Since food is generally eaten just with your hands, sharing it can be taken as an intimate gesture by some since in Western culture you keep touching to a minimal. I for one enjoy eating with my hands, since it’s intuitive, and the less fuss about utensils allows for more concentration on the meal. For the most part I will accept food from others but won’t offer any. This is my first trip were I’ve decided to reverse roles. I’ve become close to my friends there and I wanted to share my love for them by sharing.
I’m sure for the average Ethiopian sharing food off a plate is normal and an everyday occurrence, but for someone who only shares food with family or close friends, it can seem like a big deal. I’m sure many of them were wondering why I was beaming so much. At first it seems very strange and as if all eyes are on you, so many things could go wrong. You could drop the food before getting it to them, or you could grab too much food and make it uneatable in one bite. I also think somewhere hidden in there is the fear of being rejected, but I’ve yet to see that happen.
So you have more of an idea of the type of food, I’ll describe in general terms what Ethiopian food mostly consists of. Traditionally Ethiopian food is served on injera. Injera is made out of teff, and can come in light and dark shades. This is basically the bread of the meal, and you use it to eat with the rest of the food. On top of the Injera is a combination of meats and vegetables.

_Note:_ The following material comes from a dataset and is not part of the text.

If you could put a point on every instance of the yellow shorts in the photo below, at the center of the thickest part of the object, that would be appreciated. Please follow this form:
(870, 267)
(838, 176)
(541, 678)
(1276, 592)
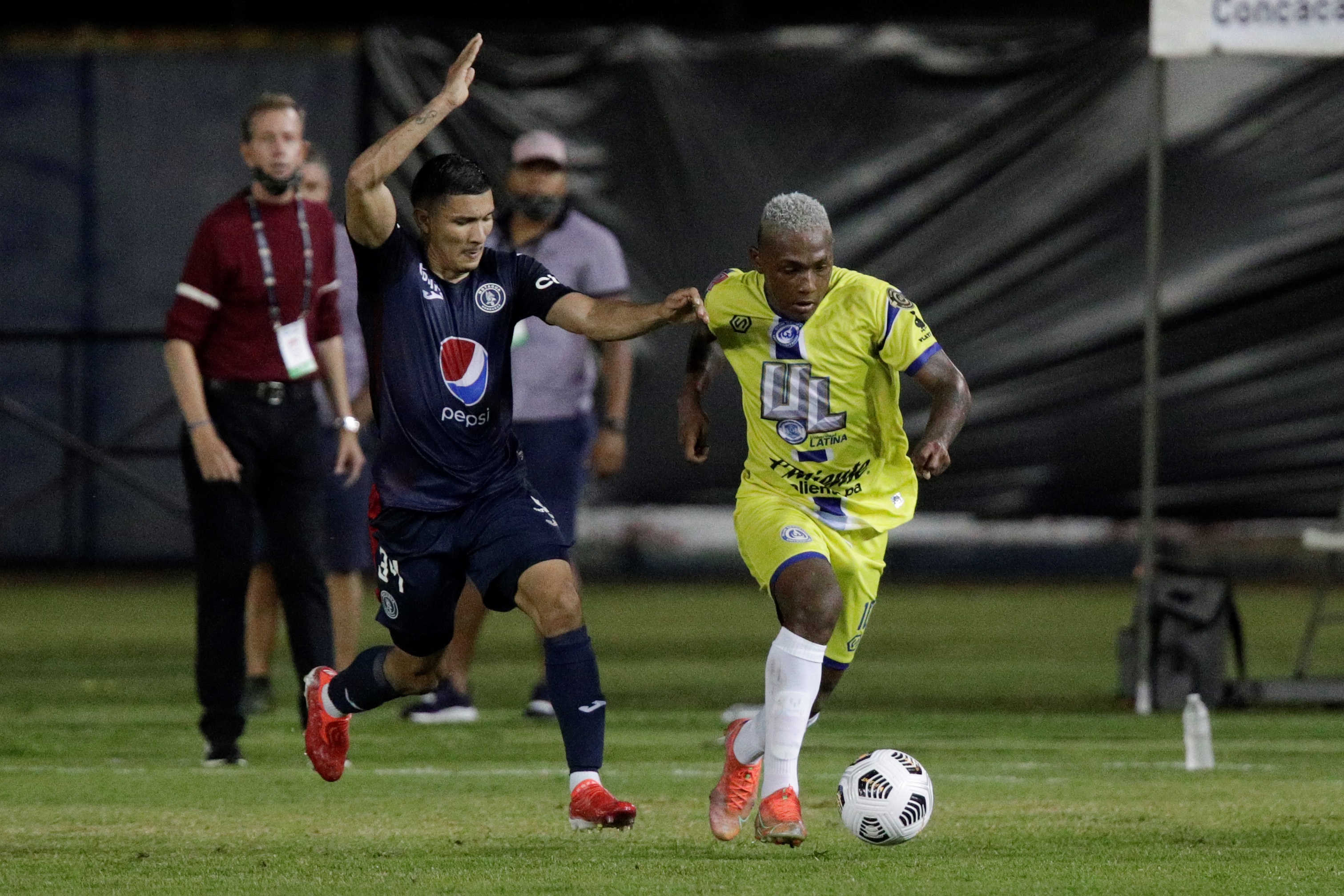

It might surprise you to know that many Ethiopian dishes are vegan. Since many people are Christian Orthodox they go without meat (or any animal-by products) for set periods of time and all of Lent. The Majority of Ethiopia’s population is Christian, not Muslim as is often assumed. It’s unique since it was one of the only Christian practicing countries in Africa before colonialism, and has so remained.
A popular vegan dish is Shiro, which is a combination of chickpeas and broad beans; it’s orange in color and smooth to the taste. Added to fir-fir it becomes a new dish called shiro fir-fir and eaten primarily for breakfast in the morning. There are a handful of other chickpeas and lentil dishes, but on the opposite side of the spectrum you have the raw beef like Kifto, Gored gored, and for cooked meat you have Tibs and Doro wot. Most of the meat dishes are spicy which make them my favourite to eat. They often use a special powder to season the meat called berbere.
I remember at an Ethiopian restaurant once I asked for more berbere. They brought me out a little container with the hot powder inside. After adding some to the meat, I accidently rubbed my eye with the same hand. The instant I did it tears came to my eyes and for the rest of the meal I couldn’t see out of it. It looked as if I was secretly sobbing and people kept asking me what was wrong. Since then I’ve learned to be a bit more careful around spices.
All the dishes are delicious and very filling. The only bad part is that foreigners in general have trouble digesting the food. It disagrees with their stomach and can make for a long night. I find it’s no problem for me, so it’s a little bit hard to empathize. I suggest you start with small mouthfuls, and if it’s really giving you a hard time share it with the person next to you. This way you can make a new friend while scrupulously avoiding your meal.